To Understand HIV Risks, Researchers Follow Transgender Women Who Are Negative
Madison Waldron has an app on her phone that, on the surface, looks and acts a lot like a fitness tracker. But then there are the survey questions it pushes out to her:
"Questions in regards to what I do for a living, education and things like that," she says as she thumbs through her phone, showing her scheduled doctor visits. "And I get questions as far as my sexual history and my practices."
For the next two years, Waldron and hundreds of other transgender women will be peppered with questions through this app. It's a core part of the LITE ("Leading Innovation for Transgender Women's Health and Empowerment") study at the University of Miami, which is designed to better understand HIV risks among transgender women.
The estimates for HIV rates among trans women are extremely high—the Centers for Disease Control and Prevention estimates a quarter of trans women live with HIV. But, says researcher Dr.

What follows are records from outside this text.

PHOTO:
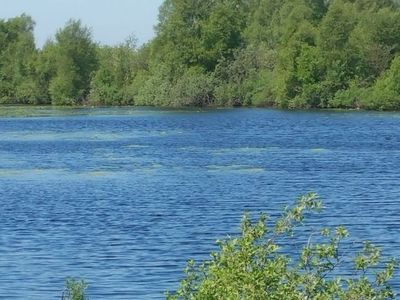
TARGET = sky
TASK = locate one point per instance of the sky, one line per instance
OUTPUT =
(111, 21)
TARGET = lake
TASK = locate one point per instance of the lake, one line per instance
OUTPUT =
(123, 197)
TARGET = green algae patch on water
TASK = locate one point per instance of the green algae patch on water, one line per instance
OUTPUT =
(234, 169)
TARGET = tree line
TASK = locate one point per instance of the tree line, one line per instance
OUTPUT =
(280, 53)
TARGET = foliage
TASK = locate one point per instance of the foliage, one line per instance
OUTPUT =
(254, 266)
(74, 290)
(283, 53)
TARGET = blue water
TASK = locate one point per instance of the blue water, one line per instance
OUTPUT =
(123, 197)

Aaron Rodriguez, "this population has been understudied, it's not really understood, and that's why this study is being done."
He and his colleagues hope that by collecting data on trans women who are HIV negative, they'll be able to better identify not just what puts them at risk, but what protects their health.
"We can't necessarily ask for policy change if we don't have the data behind it," says Dr. Andrew Wawrzyniak, one of the researchers on the project.